Ricapitoliamo: dal tutor di Regeni a Cambridge, fino al Movimento Arturo, passando per il senatore Luigi Manconi ed Amnesty International, tutti sono riconducibili, in un modo o nell’altro, alla rete di Soros. Si esce quindi dal semplice mondo dei servizi segreti britannici, per entrare in quel coacervo di finanza-politica-apparati di sicurezza, da noi spesso definito come “establishment liberal”: è l’oligarchia che ha fomentato le Primavere Arabe, che ha sprigionato la Fratellanza Mussulmana, che odia “la dittatura” di Al-Sisi, che sogna la destabilizzazione del Nord Africa e del Medio Oriente, così da invadere l’Europa con migrazioni “epocali ed ineluttabili”.

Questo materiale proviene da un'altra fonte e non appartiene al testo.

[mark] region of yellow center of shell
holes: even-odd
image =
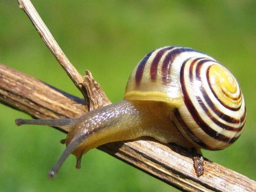
[[[221,89],[225,93],[234,94],[237,91],[236,80],[232,74],[226,68],[217,65],[210,67],[210,77],[215,76],[215,79],[220,84]]]
[[[241,101],[236,79],[223,66],[213,65],[209,69],[210,83],[219,99],[227,105],[236,107]]]

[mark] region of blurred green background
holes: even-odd
[[[32,1],[77,70],[90,70],[112,102],[150,51],[167,45],[193,48],[223,63],[238,79],[247,104],[240,139],[205,157],[256,180],[256,1]],[[81,94],[59,66],[16,1],[0,2],[0,62],[68,93]],[[46,175],[65,148],[65,134],[50,127],[17,127],[28,115],[0,104],[0,191],[165,191],[175,190],[97,149],[82,168],[70,157],[58,177]]]

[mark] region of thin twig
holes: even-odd
[[[91,79],[93,79],[92,82],[84,81],[84,78],[65,55],[31,2],[29,0],[17,1],[20,8],[24,11],[28,15],[45,45],[50,49],[59,63],[83,95],[85,100],[85,104],[88,105],[90,110],[91,110],[104,105],[110,104],[110,101],[103,91],[101,92],[100,94],[99,94],[100,97],[99,97],[99,99],[97,100],[96,103],[95,102],[96,101],[95,99],[94,100],[90,99],[88,93],[88,91],[90,91],[90,89],[88,89],[88,85],[91,83],[92,82],[95,84],[97,83],[94,80],[92,75],[91,75],[90,77]],[[88,74],[90,73],[88,71],[87,73]],[[100,87],[98,84],[97,86]],[[99,89],[99,90],[100,92]]]
[[[97,94],[96,90],[92,91]],[[81,100],[0,65],[0,102],[33,117],[79,116],[84,113]],[[113,142],[98,148],[182,190],[256,191],[255,181],[207,160],[205,173],[198,178],[193,167],[193,154],[178,146],[159,143],[151,138]]]

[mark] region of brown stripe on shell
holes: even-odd
[[[195,122],[197,123],[198,126],[201,127],[202,130],[203,130],[206,134],[207,134],[212,138],[214,138],[219,141],[224,142],[225,143],[230,143],[232,142],[232,138],[230,138],[224,135],[218,133],[216,131],[213,130],[211,127],[210,127],[205,122],[204,122],[204,121],[200,116],[195,106],[193,105],[193,103],[191,101],[191,99],[189,96],[189,93],[187,92],[186,86],[185,84],[184,79],[185,78],[186,78],[186,77],[185,77],[184,75],[184,70],[187,61],[187,60],[183,62],[181,66],[180,71],[180,82],[182,90],[182,93],[183,94],[184,101],[186,108],[190,114],[191,116],[194,119]],[[193,63],[193,65],[190,65],[190,69],[193,68],[195,62]],[[190,76],[192,75],[193,74],[189,74],[189,78],[190,78]]]
[[[172,66],[174,60],[177,56],[181,53],[186,52],[200,53],[199,51],[194,50],[191,48],[178,48],[175,49],[177,48],[176,47],[170,47],[170,48],[174,49],[165,56],[162,66],[162,79],[165,83],[169,81]]]
[[[209,67],[209,68],[207,69],[207,73],[206,73],[206,78],[207,78],[207,81],[208,81],[208,83],[210,83],[210,77],[209,76],[209,68],[210,67],[210,66]],[[222,105],[224,106],[226,108],[227,108],[229,110],[230,110],[233,111],[239,111],[240,109],[241,105],[239,105],[237,108],[232,108],[231,106],[227,105],[225,103],[223,103],[223,102],[222,102],[222,101],[221,101],[220,99],[219,99],[219,98],[218,97],[218,96],[216,95],[216,93],[215,93],[215,92],[214,91],[214,90],[212,89],[211,86],[210,86],[210,89],[211,90],[211,92],[212,92],[212,94],[214,94],[214,95],[215,97],[215,98],[216,98],[216,99],[218,99],[218,100],[219,101],[219,102],[220,102],[220,103],[221,103],[221,104]],[[237,97],[238,98],[238,99],[239,99],[239,98],[240,98],[241,97],[242,97],[242,93],[241,93],[240,89],[239,89],[239,91],[240,91],[239,95]]]
[[[157,68],[158,68],[158,64],[159,63],[161,58],[166,51],[169,50],[171,49],[172,49],[172,47],[165,48],[159,51],[155,56],[150,68],[150,75],[152,81],[155,81],[157,79]]]
[[[137,68],[136,73],[135,74],[135,81],[136,82],[136,84],[139,84],[142,76],[143,75],[144,68],[145,68],[145,65],[146,65],[147,60],[151,56],[151,54],[154,52],[155,50],[153,50],[146,54],[146,55],[144,57],[144,58],[141,60],[140,63],[138,66]]]
[[[191,130],[189,129],[188,127],[188,126],[187,126],[184,121],[184,120],[182,118],[182,117],[181,117],[181,115],[180,115],[180,112],[179,112],[179,110],[176,109],[175,110],[174,110],[174,114],[175,115],[175,118],[177,119],[178,121],[179,122],[179,123],[180,124],[180,125],[182,127],[182,130],[186,133],[186,134],[187,135],[187,136],[195,143],[197,143],[198,145],[200,146],[202,146],[204,148],[206,149],[211,149],[211,147],[210,146],[208,146],[206,144],[204,143],[203,141],[202,141],[200,139],[199,139],[198,137],[197,137],[194,133],[191,131]],[[176,127],[177,127],[177,125],[175,124],[174,122],[175,126]],[[180,132],[179,130],[179,129],[177,129],[177,130]]]

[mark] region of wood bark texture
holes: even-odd
[[[87,75],[88,89],[92,88],[89,96],[97,100],[97,96],[103,91],[97,90],[101,89],[99,85],[90,73]],[[2,65],[0,102],[40,119],[77,117],[88,111],[83,99]],[[204,174],[198,177],[193,154],[178,146],[159,143],[150,138],[113,142],[98,148],[182,190],[256,191],[255,181],[207,160],[204,162]]]

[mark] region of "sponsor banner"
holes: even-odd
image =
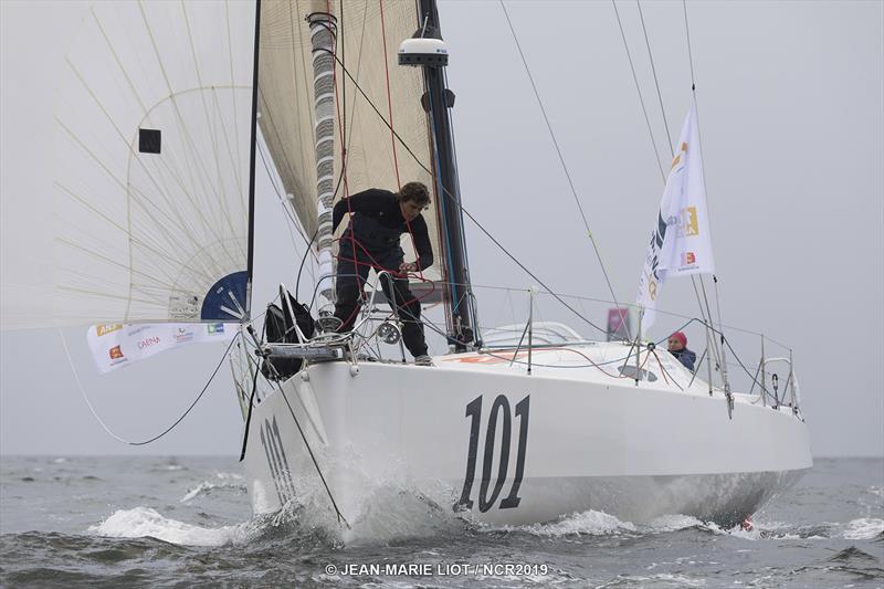
[[[236,332],[238,324],[223,323],[114,324],[90,327],[86,339],[105,374],[188,344],[230,341]]]
[[[643,308],[642,330],[656,318],[656,298],[667,277],[714,272],[696,105],[692,104],[639,276],[636,303]]]

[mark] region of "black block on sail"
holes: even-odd
[[[215,282],[202,299],[200,319],[242,322],[249,319],[249,273],[244,270],[228,274]]]
[[[138,129],[138,151],[159,154],[161,135],[159,129]]]

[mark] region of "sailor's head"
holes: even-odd
[[[430,204],[430,191],[422,182],[409,182],[399,189],[396,200],[402,209],[402,217],[411,222]]]
[[[687,347],[687,336],[684,335],[684,332],[675,332],[670,336],[667,344],[670,351],[682,351]]]

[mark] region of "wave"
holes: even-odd
[[[524,532],[534,536],[606,536],[636,532],[635,525],[621,522],[613,515],[590,509],[561,516],[548,524],[529,524],[523,526],[488,526],[487,532]]]
[[[849,540],[872,540],[884,536],[884,519],[863,517],[848,524],[844,538]]]
[[[164,517],[150,507],[119,509],[87,532],[109,538],[151,537],[186,546],[227,546],[249,543],[260,534],[251,522],[207,528]]]
[[[220,491],[234,491],[234,492],[236,492],[239,494],[242,494],[242,493],[246,492],[245,484],[243,484],[243,483],[220,483],[220,484],[215,484],[215,483],[210,483],[209,481],[203,481],[202,483],[200,483],[196,487],[188,490],[188,492],[185,494],[185,496],[181,497],[180,502],[181,503],[188,503],[188,502],[199,497],[200,495],[210,495],[217,490],[220,490]]]

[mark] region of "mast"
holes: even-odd
[[[319,256],[319,325],[337,327],[332,315],[334,271],[332,256],[332,211],[335,198],[335,35],[337,20],[332,3],[313,0],[307,22],[313,48],[313,88],[316,114],[316,192],[318,228],[316,233]]]
[[[403,52],[400,50],[400,64],[422,65],[427,94],[422,97],[424,111],[430,116],[433,139],[433,164],[436,180],[436,210],[442,225],[445,277],[451,305],[446,309],[450,325],[449,340],[457,351],[465,351],[466,344],[475,337],[475,312],[466,260],[466,242],[461,211],[461,190],[454,157],[454,140],[449,108],[454,105],[454,93],[445,87],[448,52],[441,43],[439,11],[435,0],[419,0],[420,29],[415,40],[439,40],[435,54]],[[425,46],[425,45],[424,45]],[[404,44],[403,44],[404,48]],[[442,257],[440,255],[440,257]]]
[[[252,274],[255,259],[255,151],[257,150],[257,57],[261,48],[261,0],[255,0],[255,50],[252,73],[252,143],[249,154],[249,262],[245,274],[245,316],[240,319],[249,322],[252,315]]]

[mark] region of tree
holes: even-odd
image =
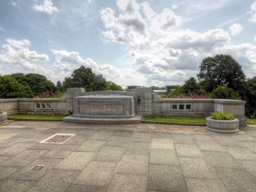
[[[229,99],[232,100],[241,100],[238,93],[226,85],[219,85],[214,89],[209,94],[212,99]]]
[[[204,92],[199,83],[194,77],[191,77],[186,81],[182,86],[182,93],[188,93],[189,92],[198,93]]]
[[[56,84],[56,88],[57,89],[57,91],[59,92],[63,91],[63,86],[60,81],[58,81],[57,82],[57,83]]]
[[[219,85],[242,93],[245,75],[241,66],[229,55],[217,55],[203,59],[197,77],[200,85],[207,92],[211,92]]]
[[[106,89],[106,81],[102,74],[97,75],[95,76],[92,87],[93,91],[102,91]]]
[[[123,90],[122,87],[121,87],[120,85],[117,85],[115,83],[112,82],[112,81],[110,81],[106,82],[106,90],[112,90],[112,91],[122,91]]]
[[[91,68],[83,65],[73,71],[71,75],[73,85],[76,87],[84,87],[86,91],[92,90],[92,83],[94,81],[95,74]]]
[[[33,92],[28,86],[18,83],[11,75],[0,77],[0,98],[30,98]]]

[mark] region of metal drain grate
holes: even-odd
[[[72,137],[74,134],[56,133],[40,142],[61,144]]]
[[[29,169],[29,170],[32,170],[32,171],[40,171],[41,170],[42,168],[45,167],[45,165],[36,165],[33,166],[32,166],[31,168]]]

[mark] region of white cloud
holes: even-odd
[[[254,2],[251,5],[250,10],[248,12],[248,13],[250,15],[249,21],[256,22],[256,1]]]
[[[214,7],[203,1],[199,4],[212,10],[228,1],[220,0]],[[192,7],[200,9],[198,4]],[[190,77],[196,76],[203,58],[220,54],[233,56],[249,76],[256,73],[256,46],[250,43],[231,44],[230,35],[243,30],[240,24],[232,25],[229,31],[215,29],[200,33],[189,29],[180,30],[183,18],[170,9],[156,13],[146,2],[140,4],[140,8],[135,1],[118,1],[117,5],[115,11],[110,8],[101,10],[101,18],[106,28],[101,32],[102,41],[127,43],[135,70],[146,80],[147,85],[182,83]],[[143,21],[144,31],[127,27],[121,22],[123,17]],[[139,31],[146,32],[146,35]]]
[[[175,10],[175,9],[178,9],[178,5],[173,5],[172,6],[172,10]]]
[[[33,9],[36,12],[44,12],[50,15],[59,11],[57,7],[53,6],[51,0],[44,0],[44,3],[40,5],[35,5]]]
[[[2,45],[3,54],[0,54],[0,63],[12,66],[15,65],[24,70],[37,70],[39,66],[35,65],[34,62],[49,60],[47,55],[38,54],[35,51],[30,51],[28,46],[30,42],[27,39],[6,39],[6,41],[8,44]]]
[[[240,33],[243,30],[243,27],[241,24],[234,23],[228,28],[231,35],[235,35]]]

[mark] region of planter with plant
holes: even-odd
[[[232,114],[214,112],[206,118],[207,129],[222,133],[233,133],[239,131],[239,120]]]
[[[7,121],[7,113],[2,111],[0,108],[0,124],[6,122]]]

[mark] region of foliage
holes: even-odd
[[[11,75],[0,77],[0,98],[30,98],[32,96],[30,87],[18,83]]]
[[[209,97],[212,99],[241,99],[237,91],[225,85],[218,86],[209,94]]]
[[[15,115],[8,115],[8,117],[12,118],[47,118],[47,119],[61,119],[66,117],[66,115],[42,115],[42,114],[17,114]]]
[[[112,91],[122,91],[123,89],[120,85],[117,85],[112,81],[108,81],[106,82],[106,90]]]
[[[211,92],[219,85],[242,93],[245,75],[241,66],[229,55],[217,55],[203,59],[197,77],[206,92]]]
[[[65,94],[64,92],[57,91],[53,92],[43,92],[34,97],[35,99],[59,99],[61,98]]]
[[[210,118],[218,120],[232,120],[233,119],[234,115],[232,114],[225,113],[222,112],[216,111],[211,113]]]
[[[187,123],[205,123],[205,117],[191,117],[184,116],[146,116],[144,120],[156,122],[166,122]]]
[[[242,99],[246,102],[245,112],[249,116],[256,111],[256,76],[246,80],[244,92]]]

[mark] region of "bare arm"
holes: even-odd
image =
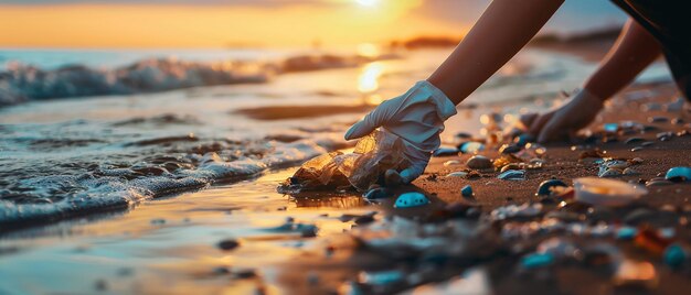
[[[596,97],[607,99],[631,83],[660,54],[658,41],[646,29],[629,19],[617,43],[583,88]]]
[[[564,0],[495,0],[427,79],[458,105],[540,31]]]

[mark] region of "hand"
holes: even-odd
[[[428,81],[418,81],[404,95],[386,100],[346,132],[346,140],[362,138],[376,128],[403,139],[410,165],[387,171],[387,184],[407,184],[427,167],[432,152],[439,148],[444,121],[456,114],[456,106]]]
[[[602,108],[603,100],[583,89],[568,103],[544,114],[527,116],[523,123],[530,127],[528,133],[536,136],[538,142],[557,141],[573,138],[593,122]]]

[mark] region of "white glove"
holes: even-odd
[[[432,152],[439,148],[444,121],[456,114],[456,106],[426,80],[404,95],[386,100],[346,132],[346,140],[362,138],[382,127],[400,136],[411,165],[402,172],[387,171],[386,182],[411,183],[425,172]]]

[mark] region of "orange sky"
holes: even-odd
[[[0,46],[224,47],[383,42],[418,34],[461,35],[470,23],[427,19],[422,0],[328,0],[280,7],[194,4],[3,6]],[[372,0],[370,0],[372,1]]]

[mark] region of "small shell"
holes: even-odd
[[[398,196],[394,207],[395,208],[412,208],[412,207],[424,206],[427,204],[429,204],[429,199],[425,197],[425,195],[417,193],[417,192],[412,192],[412,193],[405,193]]]
[[[499,174],[497,178],[502,179],[502,181],[525,181],[525,171],[509,170]]]
[[[670,182],[691,182],[691,167],[673,167],[667,171],[665,179]]]
[[[466,162],[466,165],[468,165],[468,167],[471,170],[486,170],[486,168],[492,167],[492,161],[490,161],[487,156],[483,156],[483,155],[475,155],[468,159],[468,162]]]

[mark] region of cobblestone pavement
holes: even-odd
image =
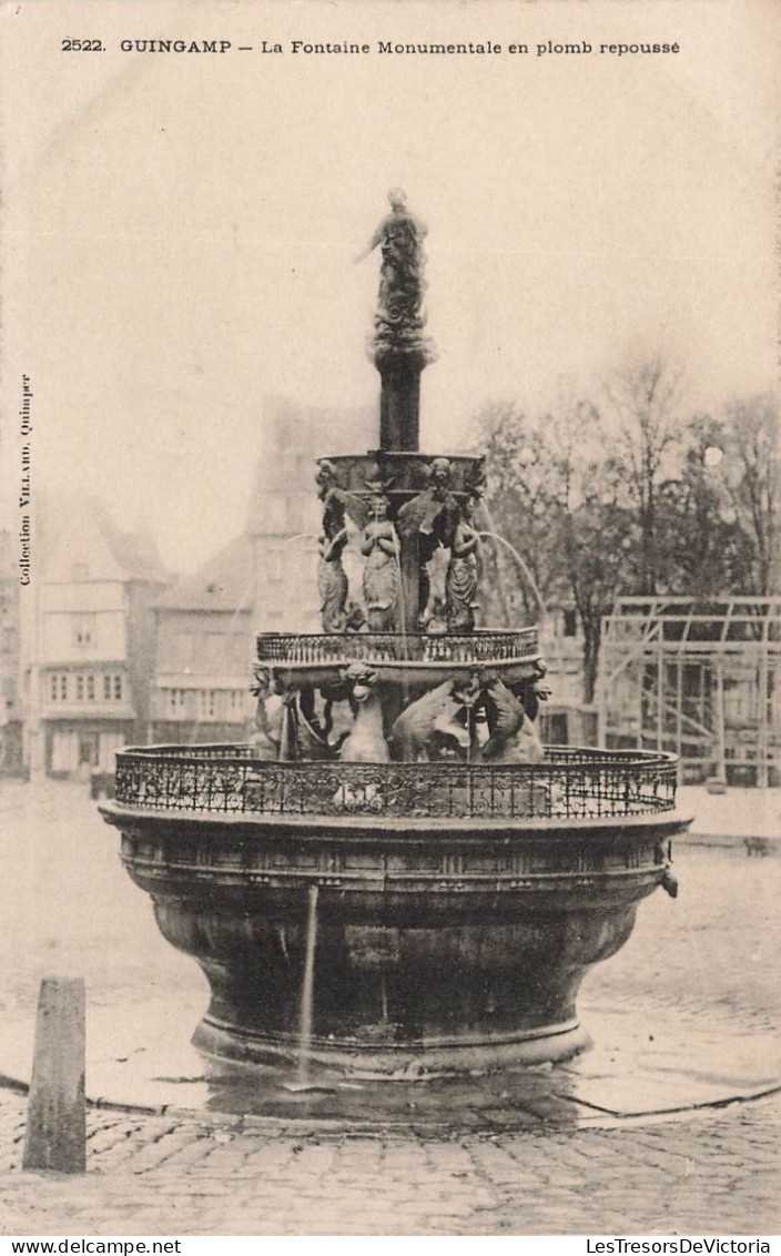
[[[89,1113],[88,1173],[21,1173],[0,1093],[6,1235],[777,1233],[781,1105],[686,1122],[433,1139]]]

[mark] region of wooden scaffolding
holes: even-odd
[[[778,785],[781,598],[619,598],[603,620],[600,742],[671,750],[687,780]]]

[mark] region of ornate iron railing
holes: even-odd
[[[537,629],[426,633],[260,633],[257,661],[295,663],[492,663],[534,658]]]
[[[673,755],[547,747],[541,764],[324,764],[250,746],[117,755],[117,803],[153,810],[390,819],[601,819],[671,811]]]

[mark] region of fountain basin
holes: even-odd
[[[119,755],[102,811],[163,934],[210,981],[193,1041],[245,1061],[298,1055],[311,885],[310,1060],[409,1076],[575,1054],[580,981],[627,941],[688,823],[668,756],[329,774],[196,749]]]
[[[536,628],[468,634],[423,633],[260,633],[257,662],[272,667],[284,686],[323,688],[338,685],[350,663],[367,663],[380,682],[426,690],[443,679],[466,682],[490,664],[506,683],[537,679]]]

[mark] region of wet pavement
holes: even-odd
[[[595,1045],[569,1065],[457,1083],[320,1078],[295,1094],[279,1074],[259,1085],[215,1070],[188,1045],[205,978],[158,934],[83,785],[5,785],[0,828],[0,1071],[29,1075],[40,977],[78,973],[88,1093],[132,1109],[90,1109],[90,1176],[77,1186],[16,1172],[24,1098],[0,1090],[8,1232],[777,1226],[778,1109],[752,1096],[781,1078],[781,859],[747,858],[740,834],[677,844],[679,897],[640,904],[624,950],[586,977]]]

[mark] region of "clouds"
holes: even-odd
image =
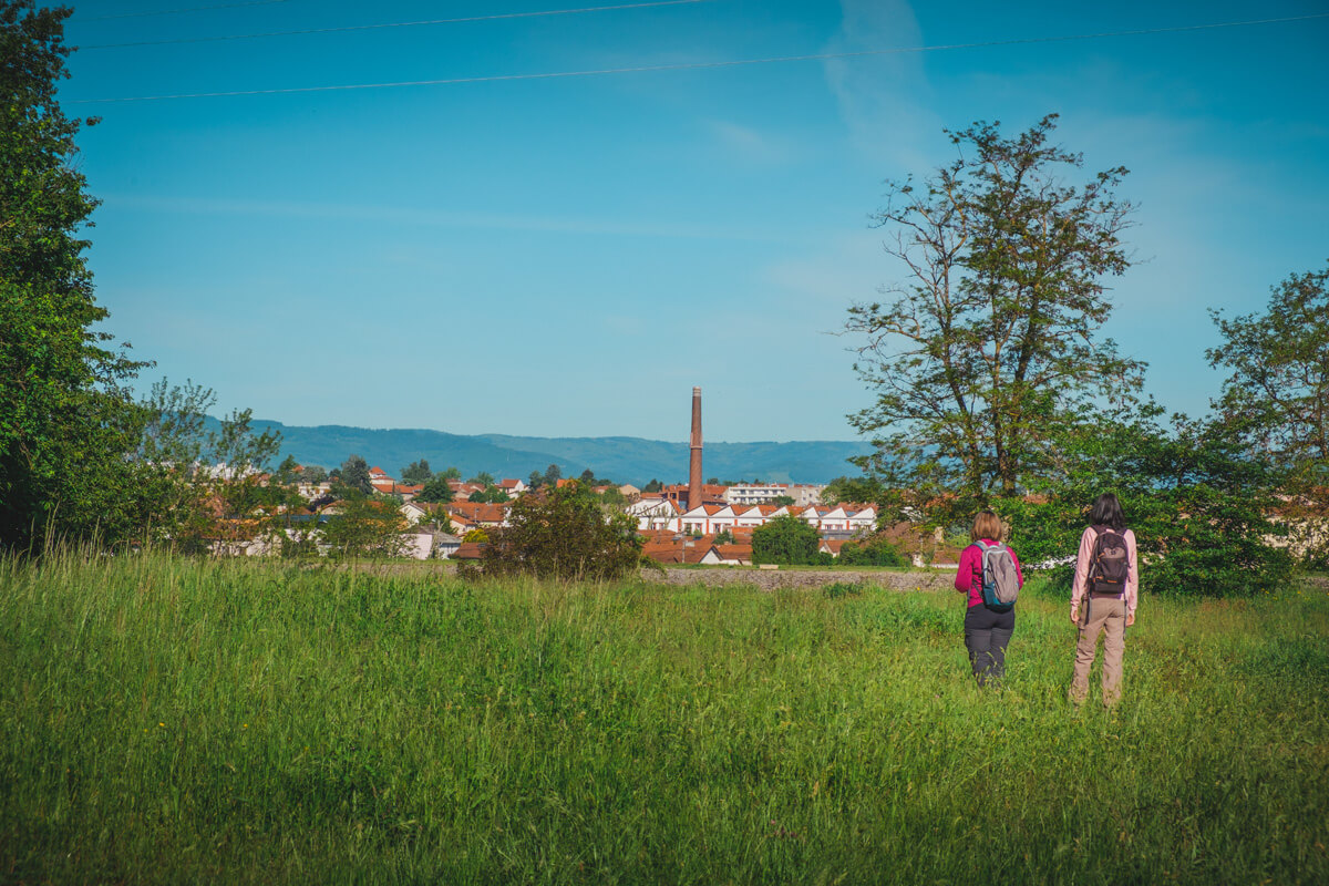
[[[922,45],[922,29],[904,0],[843,0],[840,29],[827,52]],[[827,85],[857,151],[896,169],[930,166],[926,146],[944,121],[933,112],[921,53],[892,53],[825,62]]]

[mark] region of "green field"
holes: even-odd
[[[0,881],[1329,882],[1322,588],[1146,599],[1111,712],[1025,596],[982,693],[950,594],[4,563]]]

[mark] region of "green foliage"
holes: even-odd
[[[328,472],[319,465],[303,465],[300,470],[300,481],[306,484],[322,484],[328,478]]]
[[[500,502],[508,501],[508,493],[490,484],[484,489],[470,493],[466,501],[497,505]]]
[[[1329,882],[1321,591],[1146,600],[1076,713],[1029,587],[985,695],[954,594],[411,566],[0,566],[4,879]]]
[[[1223,344],[1205,352],[1231,372],[1213,406],[1256,457],[1286,470],[1282,517],[1306,565],[1329,566],[1329,267],[1292,274],[1263,313],[1211,311]]]
[[[752,530],[752,562],[808,565],[817,562],[817,530],[791,514],[781,514]]]
[[[867,587],[863,582],[831,582],[821,588],[821,594],[827,599],[839,600],[845,596],[863,596]]]
[[[421,502],[448,503],[455,497],[456,495],[452,491],[452,486],[448,485],[448,481],[443,477],[435,477],[424,485],[424,489],[416,493],[415,499]]]
[[[836,477],[821,490],[823,505],[876,503],[885,497],[874,477]]]
[[[1209,315],[1223,344],[1205,356],[1232,372],[1215,406],[1260,450],[1329,482],[1329,267],[1282,280],[1263,313]]]
[[[845,542],[836,558],[840,566],[909,566],[909,558],[885,538]]]
[[[351,491],[339,509],[342,513],[332,515],[320,534],[330,557],[384,559],[403,555],[407,519],[393,502]]]
[[[372,495],[373,484],[369,482],[369,462],[367,462],[360,456],[350,456],[342,468],[336,472],[336,480],[332,482],[332,494],[339,498],[346,498],[350,495]]]
[[[433,480],[433,472],[429,470],[429,460],[421,458],[420,461],[412,461],[409,465],[401,469],[401,482],[415,486],[416,484],[427,484]]]
[[[508,525],[490,534],[484,574],[611,580],[637,570],[637,521],[606,509],[577,481],[517,499]]]
[[[1049,142],[1055,121],[1014,138],[982,122],[949,133],[960,157],[892,185],[877,217],[912,276],[849,311],[876,395],[849,422],[874,434],[856,464],[909,490],[881,499],[890,518],[942,494],[961,514],[1014,495],[1055,461],[1059,430],[1104,377],[1112,397],[1139,389],[1143,364],[1098,336],[1112,310],[1103,278],[1130,264],[1131,206],[1114,195],[1127,170],[1070,183],[1082,158]]]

A costoro non interessa ovviamente chi siano i veri responsabili dell’omicidio Regeni, anche perché significherebbe cercare tra le proprie fila. Per costoro, il feticcio di Giulio Regeni è soltanto un’arma da brandire per i propri scopi politici: infangare il presidente Al-Sisi, danneggiare le relazioni italo-egiziane, azzoppare la politica mediterranea dell’Italia. In pubblico difendono i diritti umanitari, ma in privato sono i più convinti assertori della massima machiavelliana, “il fine giustifica i mezzi”.